Trama[modifica | modifica sorgente]

Alla fine degli anni quaranta, Theodore "Ace" Harding si risveglia in una stanza al Lucky Dice Hotel and Casino di Las Vegas. Il noto gangster Tony Malone ha perso 112,000$ in seguito agli eventi del primo capitolo, di cui Ace è stato il capro espiatorio.

Modalità di gioco[modifica | modifica sorgente]

L'ambientazione è una scarsamente popolata Las Vegas, con poche zone da esplorare. Al giocatore è comunque data la possibilità di prendere il treno e visitare altre città, ad esempio Chicago; prendere il treno per Los Angeles o St.
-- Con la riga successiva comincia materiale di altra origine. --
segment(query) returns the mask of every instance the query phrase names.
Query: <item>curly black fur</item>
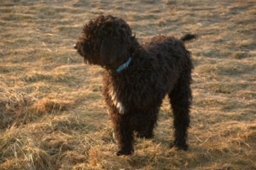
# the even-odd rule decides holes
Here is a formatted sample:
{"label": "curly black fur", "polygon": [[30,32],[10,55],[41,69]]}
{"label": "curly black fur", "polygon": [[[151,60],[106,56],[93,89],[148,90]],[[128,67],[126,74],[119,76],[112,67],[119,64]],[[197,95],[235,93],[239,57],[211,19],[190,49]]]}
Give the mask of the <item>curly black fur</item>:
{"label": "curly black fur", "polygon": [[[195,38],[159,35],[140,45],[129,25],[111,15],[100,15],[84,26],[75,48],[86,63],[106,69],[103,95],[118,143],[118,155],[132,153],[134,132],[139,138],[153,136],[166,94],[174,115],[171,146],[187,150],[193,64],[184,42]],[[117,73],[129,57],[132,59],[128,68]]]}

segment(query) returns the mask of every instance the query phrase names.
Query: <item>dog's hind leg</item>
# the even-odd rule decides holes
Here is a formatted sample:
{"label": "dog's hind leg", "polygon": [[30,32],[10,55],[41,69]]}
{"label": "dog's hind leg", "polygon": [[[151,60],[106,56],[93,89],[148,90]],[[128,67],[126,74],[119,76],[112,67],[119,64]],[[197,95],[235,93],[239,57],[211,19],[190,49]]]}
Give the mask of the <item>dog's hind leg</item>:
{"label": "dog's hind leg", "polygon": [[191,77],[181,76],[172,91],[168,94],[173,112],[174,141],[171,147],[186,150],[187,130],[189,127],[189,108],[192,99]]}
{"label": "dog's hind leg", "polygon": [[115,137],[118,144],[119,150],[116,155],[129,155],[134,152],[133,131],[129,115],[120,113],[112,114]]}
{"label": "dog's hind leg", "polygon": [[134,125],[138,132],[137,137],[140,138],[150,139],[153,138],[154,128],[157,120],[158,107],[153,107],[147,111],[140,112],[136,117],[136,122]]}

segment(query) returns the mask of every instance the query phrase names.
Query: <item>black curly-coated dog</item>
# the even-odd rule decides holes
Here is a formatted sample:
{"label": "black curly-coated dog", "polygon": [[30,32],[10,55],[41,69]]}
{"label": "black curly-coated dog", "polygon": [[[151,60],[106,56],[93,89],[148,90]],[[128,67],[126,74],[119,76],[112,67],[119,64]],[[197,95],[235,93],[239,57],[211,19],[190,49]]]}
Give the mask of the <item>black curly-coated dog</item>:
{"label": "black curly-coated dog", "polygon": [[106,69],[103,95],[109,107],[119,151],[134,152],[134,132],[150,138],[157,114],[168,94],[174,115],[174,141],[171,146],[187,150],[187,129],[191,102],[191,55],[184,41],[157,36],[139,44],[122,19],[104,15],[86,24],[74,48],[90,64]]}

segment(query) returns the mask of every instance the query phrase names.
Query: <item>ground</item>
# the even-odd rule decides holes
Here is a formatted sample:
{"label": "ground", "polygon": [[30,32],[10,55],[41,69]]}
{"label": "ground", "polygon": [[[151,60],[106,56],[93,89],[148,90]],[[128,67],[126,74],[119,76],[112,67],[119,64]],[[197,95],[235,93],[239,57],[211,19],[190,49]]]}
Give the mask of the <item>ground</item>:
{"label": "ground", "polygon": [[[0,13],[0,169],[256,169],[255,1],[2,0]],[[155,138],[115,154],[103,69],[72,47],[100,13],[140,41],[198,34],[188,151],[168,148],[166,99]]]}

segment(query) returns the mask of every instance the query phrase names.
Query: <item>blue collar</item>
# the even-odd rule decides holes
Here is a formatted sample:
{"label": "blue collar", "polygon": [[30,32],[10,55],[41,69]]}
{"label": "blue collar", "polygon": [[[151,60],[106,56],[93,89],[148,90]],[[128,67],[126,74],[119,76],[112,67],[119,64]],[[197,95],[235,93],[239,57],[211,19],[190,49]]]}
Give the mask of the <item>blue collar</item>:
{"label": "blue collar", "polygon": [[128,67],[128,66],[130,64],[131,60],[132,60],[132,57],[129,57],[127,62],[125,62],[125,63],[124,63],[123,64],[120,66],[119,67],[117,68],[117,69],[116,70],[116,72],[120,73],[124,69],[126,69],[127,67]]}

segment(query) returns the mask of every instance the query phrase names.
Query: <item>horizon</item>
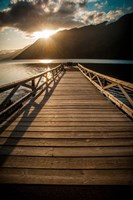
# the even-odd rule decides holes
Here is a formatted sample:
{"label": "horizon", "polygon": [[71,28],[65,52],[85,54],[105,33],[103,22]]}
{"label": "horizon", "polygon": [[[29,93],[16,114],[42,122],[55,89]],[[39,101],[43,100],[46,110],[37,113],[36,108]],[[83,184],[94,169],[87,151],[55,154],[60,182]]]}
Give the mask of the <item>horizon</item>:
{"label": "horizon", "polygon": [[132,0],[1,0],[0,54],[23,49],[39,35],[49,37],[44,35],[46,30],[54,33],[111,23],[128,13],[133,13]]}

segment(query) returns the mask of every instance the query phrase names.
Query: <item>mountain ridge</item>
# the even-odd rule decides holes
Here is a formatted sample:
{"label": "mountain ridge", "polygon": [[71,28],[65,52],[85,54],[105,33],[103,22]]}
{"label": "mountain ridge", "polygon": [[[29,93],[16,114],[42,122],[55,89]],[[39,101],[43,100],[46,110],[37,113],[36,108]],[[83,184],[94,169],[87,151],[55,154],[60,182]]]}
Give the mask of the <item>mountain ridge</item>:
{"label": "mountain ridge", "polygon": [[133,59],[133,13],[107,25],[63,30],[38,39],[15,59]]}

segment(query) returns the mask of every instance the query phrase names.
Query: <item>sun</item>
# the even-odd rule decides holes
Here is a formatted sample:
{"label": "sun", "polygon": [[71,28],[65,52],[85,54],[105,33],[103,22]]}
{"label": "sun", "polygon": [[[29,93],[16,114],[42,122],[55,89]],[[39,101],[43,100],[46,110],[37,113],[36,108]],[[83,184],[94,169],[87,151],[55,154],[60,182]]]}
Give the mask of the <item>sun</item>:
{"label": "sun", "polygon": [[50,36],[54,35],[57,32],[58,32],[58,30],[44,30],[44,31],[41,31],[41,32],[34,32],[33,36],[35,38],[45,38],[45,39],[48,39]]}

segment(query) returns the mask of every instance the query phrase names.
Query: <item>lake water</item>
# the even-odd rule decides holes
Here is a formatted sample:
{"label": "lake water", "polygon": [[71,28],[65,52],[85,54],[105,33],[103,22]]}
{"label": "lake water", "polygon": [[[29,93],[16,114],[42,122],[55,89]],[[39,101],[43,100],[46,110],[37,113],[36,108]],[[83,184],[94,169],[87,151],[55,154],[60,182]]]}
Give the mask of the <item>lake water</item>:
{"label": "lake water", "polygon": [[59,63],[81,63],[84,66],[121,79],[133,82],[133,60],[62,59],[62,60],[12,60],[0,62],[0,85],[31,77],[49,70]]}

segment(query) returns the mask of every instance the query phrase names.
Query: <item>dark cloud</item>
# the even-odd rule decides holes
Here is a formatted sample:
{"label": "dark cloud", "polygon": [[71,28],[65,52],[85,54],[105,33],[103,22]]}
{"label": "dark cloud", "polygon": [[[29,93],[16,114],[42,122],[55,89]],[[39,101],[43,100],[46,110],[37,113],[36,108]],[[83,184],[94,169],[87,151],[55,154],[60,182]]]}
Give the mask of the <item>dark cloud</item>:
{"label": "dark cloud", "polygon": [[87,0],[12,0],[0,12],[0,28],[14,27],[28,34],[44,29],[72,28],[119,18],[122,13],[88,11]]}
{"label": "dark cloud", "polygon": [[15,27],[27,33],[44,28],[69,28],[82,25],[75,21],[75,13],[85,1],[25,0],[12,3],[0,12],[0,28]]}

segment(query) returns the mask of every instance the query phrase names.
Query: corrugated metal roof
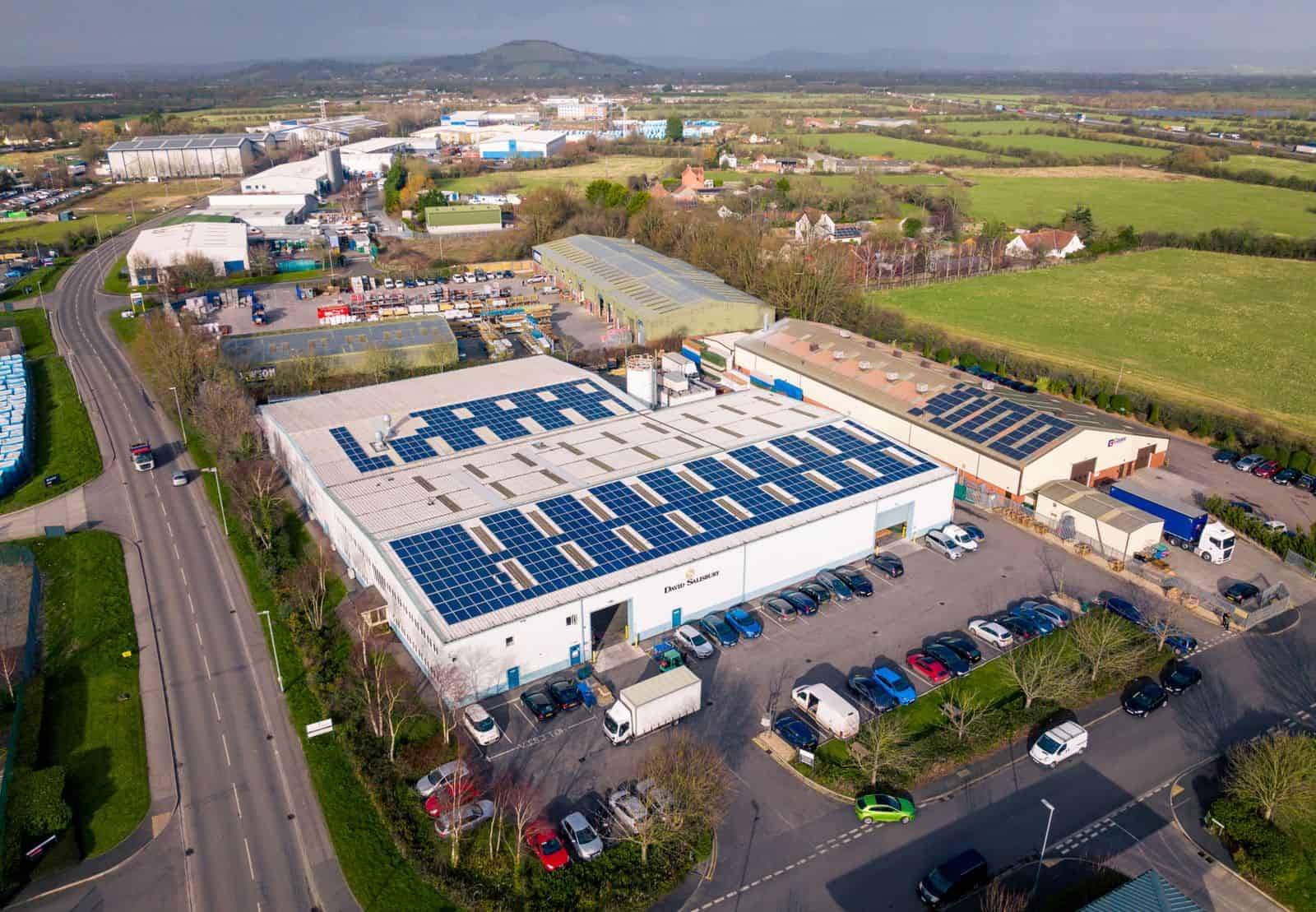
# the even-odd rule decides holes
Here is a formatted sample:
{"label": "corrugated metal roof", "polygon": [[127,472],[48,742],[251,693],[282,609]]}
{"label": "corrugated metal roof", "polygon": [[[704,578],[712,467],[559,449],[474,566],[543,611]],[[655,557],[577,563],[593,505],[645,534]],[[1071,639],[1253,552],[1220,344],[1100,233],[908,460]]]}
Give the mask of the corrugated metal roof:
{"label": "corrugated metal roof", "polygon": [[694,307],[769,307],[712,272],[621,238],[575,234],[536,249],[565,261],[582,279],[611,291],[634,311],[666,316]]}
{"label": "corrugated metal roof", "polygon": [[1204,912],[1155,871],[1144,871],[1079,912]]}

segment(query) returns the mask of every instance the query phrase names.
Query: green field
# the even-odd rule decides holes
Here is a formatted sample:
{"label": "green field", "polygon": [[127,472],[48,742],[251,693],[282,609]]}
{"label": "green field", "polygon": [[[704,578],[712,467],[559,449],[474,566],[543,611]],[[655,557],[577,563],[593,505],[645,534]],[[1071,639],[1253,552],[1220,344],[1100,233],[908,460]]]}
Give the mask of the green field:
{"label": "green field", "polygon": [[1277,174],[1280,178],[1303,178],[1316,180],[1316,161],[1296,162],[1291,158],[1274,158],[1273,155],[1230,155],[1220,165],[1229,171],[1248,171],[1257,168]]}
{"label": "green field", "polygon": [[[909,318],[1316,436],[1316,265],[1155,250],[879,292]],[[1082,332],[1075,332],[1082,328]],[[1286,341],[1287,340],[1287,341]]]}
{"label": "green field", "polygon": [[[1059,171],[1055,168],[1054,171]],[[1212,228],[1316,236],[1316,197],[1232,180],[1134,180],[1120,176],[973,174],[974,216],[1012,225],[1055,224],[1075,203],[1092,208],[1098,228],[1198,233]]]}
{"label": "green field", "polygon": [[895,158],[909,162],[928,162],[932,159],[962,158],[975,162],[999,159],[1003,162],[1017,162],[1017,158],[1008,155],[988,155],[973,149],[953,149],[951,146],[937,146],[930,142],[916,142],[915,139],[892,139],[876,133],[804,133],[791,137],[808,147],[826,139],[833,151],[849,153],[851,155],[886,155],[890,153]]}

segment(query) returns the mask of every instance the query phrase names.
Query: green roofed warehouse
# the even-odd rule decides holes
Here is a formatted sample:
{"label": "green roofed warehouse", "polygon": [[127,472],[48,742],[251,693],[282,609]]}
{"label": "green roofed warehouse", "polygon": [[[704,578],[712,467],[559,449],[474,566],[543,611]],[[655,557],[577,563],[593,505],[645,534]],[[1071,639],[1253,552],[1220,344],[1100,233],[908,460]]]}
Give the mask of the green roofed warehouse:
{"label": "green roofed warehouse", "polygon": [[769,325],[772,307],[712,272],[622,238],[575,234],[534,247],[534,262],[565,297],[579,301],[638,345]]}

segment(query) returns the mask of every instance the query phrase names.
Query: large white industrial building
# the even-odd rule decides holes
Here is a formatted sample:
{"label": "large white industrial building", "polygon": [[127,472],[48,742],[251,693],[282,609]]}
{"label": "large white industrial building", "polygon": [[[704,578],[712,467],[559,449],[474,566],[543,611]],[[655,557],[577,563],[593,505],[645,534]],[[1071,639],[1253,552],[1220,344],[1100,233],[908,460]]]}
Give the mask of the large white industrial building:
{"label": "large white industrial building", "polygon": [[779,320],[736,341],[751,384],[819,403],[917,447],[1009,497],[1057,479],[1095,484],[1165,463],[1170,438],[1054,396],[973,374],[826,324]]}
{"label": "large white industrial building", "polygon": [[949,521],[954,472],[763,391],[649,411],[549,357],[266,405],[421,669],[515,688]]}

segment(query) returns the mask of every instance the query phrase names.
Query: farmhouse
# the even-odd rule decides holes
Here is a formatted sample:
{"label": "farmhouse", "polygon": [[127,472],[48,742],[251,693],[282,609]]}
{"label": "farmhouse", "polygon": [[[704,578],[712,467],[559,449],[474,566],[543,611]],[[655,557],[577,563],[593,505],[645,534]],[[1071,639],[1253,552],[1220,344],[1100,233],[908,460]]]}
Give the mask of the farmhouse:
{"label": "farmhouse", "polygon": [[954,474],[746,390],[649,409],[546,355],[261,408],[425,674],[512,690],[951,516]]}
{"label": "farmhouse", "polygon": [[1004,390],[825,324],[780,320],[736,342],[750,383],[849,415],[1021,499],[1041,484],[1094,484],[1165,463],[1167,437],[1061,399]]}

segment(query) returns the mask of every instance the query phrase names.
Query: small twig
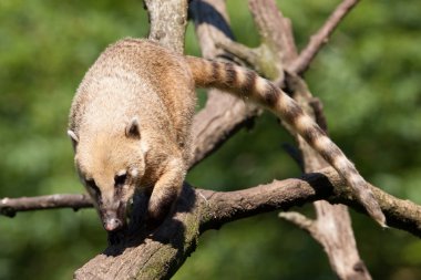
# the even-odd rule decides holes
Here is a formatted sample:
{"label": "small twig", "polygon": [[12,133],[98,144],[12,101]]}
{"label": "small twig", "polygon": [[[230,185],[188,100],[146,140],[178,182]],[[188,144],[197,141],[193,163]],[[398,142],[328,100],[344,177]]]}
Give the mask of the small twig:
{"label": "small twig", "polygon": [[300,52],[298,59],[292,62],[290,72],[301,75],[308,69],[316,54],[328,42],[330,34],[358,2],[359,0],[343,0],[335,9],[319,31],[311,35],[310,42]]}

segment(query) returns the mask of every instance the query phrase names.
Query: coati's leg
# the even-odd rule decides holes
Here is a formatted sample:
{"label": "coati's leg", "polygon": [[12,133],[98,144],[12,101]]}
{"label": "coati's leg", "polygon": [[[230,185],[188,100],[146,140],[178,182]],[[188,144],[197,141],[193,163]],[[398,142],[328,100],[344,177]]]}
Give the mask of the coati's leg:
{"label": "coati's leg", "polygon": [[148,227],[155,228],[161,225],[167,214],[172,210],[172,207],[182,190],[185,174],[186,170],[183,159],[170,159],[164,169],[164,174],[155,183],[150,198],[146,220]]}

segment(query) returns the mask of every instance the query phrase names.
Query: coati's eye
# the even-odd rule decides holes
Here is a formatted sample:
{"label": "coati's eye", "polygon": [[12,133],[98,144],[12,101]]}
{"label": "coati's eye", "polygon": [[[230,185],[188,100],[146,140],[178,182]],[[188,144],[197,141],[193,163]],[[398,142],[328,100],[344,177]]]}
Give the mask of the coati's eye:
{"label": "coati's eye", "polygon": [[115,187],[123,187],[126,178],[127,178],[127,174],[115,175],[114,186]]}
{"label": "coati's eye", "polygon": [[86,186],[91,189],[93,189],[96,194],[100,194],[100,188],[96,186],[94,179],[86,179]]}

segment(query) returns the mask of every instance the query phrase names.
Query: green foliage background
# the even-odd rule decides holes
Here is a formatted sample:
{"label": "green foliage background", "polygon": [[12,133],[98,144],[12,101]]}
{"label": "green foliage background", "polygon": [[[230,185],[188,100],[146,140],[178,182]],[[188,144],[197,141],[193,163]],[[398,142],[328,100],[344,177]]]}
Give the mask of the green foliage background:
{"label": "green foliage background", "polygon": [[[246,1],[227,1],[238,41],[258,37]],[[339,1],[279,1],[299,46]],[[306,74],[325,104],[330,134],[368,180],[421,204],[421,6],[361,1]],[[111,42],[145,37],[140,1],[0,1],[0,197],[81,193],[65,135],[84,72]],[[199,54],[193,28],[187,53]],[[188,176],[229,190],[298,176],[281,149],[292,143],[265,115]],[[311,215],[311,206],[299,210]],[[352,212],[352,211],[351,211]],[[352,212],[362,259],[374,279],[420,279],[421,241],[379,229]],[[94,210],[0,216],[0,279],[69,279],[106,243]],[[206,232],[174,279],[335,279],[299,229],[261,215]]]}

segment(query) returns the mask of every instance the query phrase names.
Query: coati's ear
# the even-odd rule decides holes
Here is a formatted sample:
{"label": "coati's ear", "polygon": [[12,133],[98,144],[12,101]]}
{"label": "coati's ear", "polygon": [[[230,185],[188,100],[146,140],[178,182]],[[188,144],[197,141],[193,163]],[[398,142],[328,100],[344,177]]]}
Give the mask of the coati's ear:
{"label": "coati's ear", "polygon": [[76,149],[76,145],[79,143],[79,138],[78,138],[76,134],[73,131],[69,129],[68,135],[69,135],[70,139],[72,141],[73,148]]}
{"label": "coati's ear", "polygon": [[137,117],[133,117],[129,125],[125,127],[125,135],[130,138],[141,138],[141,127]]}

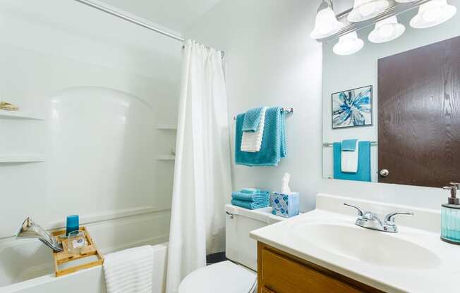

Louis comporterà ad una delle numerose scene di morte del gioco, in cui Ace viene ucciso da uno degli antagonisti, l'assassino Stogie Martin. Visitando Chicago sarà possibile riesplorare le stesse aree del prequel, che presentano alcuni cambiamenti: ad esempio, il telefono nell'ufficio al Joe's Bar contiene un oggetto importante, mentre in Déjà Vu non era possibile esaminarlo; per raggiungere l'ufficio si deve passare per la scala antincendio, che nel primo capitolo era inutilizzabile perché troppo alta da raggiungere.

Come nei precedenti giochi MacVenture, anche in Déjà Vu II c'è un tempo limite: qui è dettato dall'assassino Stogie Martin, che periodicamente ricorderà ad Ace di "venire con i soldi". Anche se non è più limitato dall'amnesia indotta da farmaci (come in Déjà Vu), Ace può ancora avere flashback entrando a contatto con determinati ambienti o fotografie.

Il gioco è la quarta ed ultima avventura grafica sviluppata da ICOM Simulations sul motore grafico MacVenture. Insieme con il suo predecessore, è considerato dai fan il più difficile di questi, e richiede un sacco di pensiero logico. Come in Déjà Vu, il gameplay prevede il posizionare le prove raccolte nei posti giusti. Questa parte è la più difficile del gioco, dal momento che il significato di ogni indizio può essere difficile da interpretare.

Accoglienza[modifica | modifica sorgente]

Computer Gaming World ha recensito negativamente la versione per Macintosh, commentando: «Giochi dal testo lineare del tipo "indovina i comandi" sono in fondo alla nostra lista delle cose noiose con cui perdere tempo». Un esempio riportato nella recensione è il comando "Operate - Flashlight" corrisponde ad usare la torcia elettrica come arma, mentre per accenderla il comando è "Flashlight - Operate - Flashlight"[1]. Le vendite piuttosto basse rispetto ai tre titoli precedenti portarono alla cancellazione del porting per Nintendo Entertainment System.

Un remake del gioco e del prequel è stato pubblicato per Game Boy Color nel dicembre 1999 col titolo Déjà Vu I & II: The Casebooks of Ace Harding.

Note[modifica | modifica sorgente]

  1. ^ Dave Arneson, Seems Like Old Times in Computer Gaming World, maggio 1989, pp. 36, 50.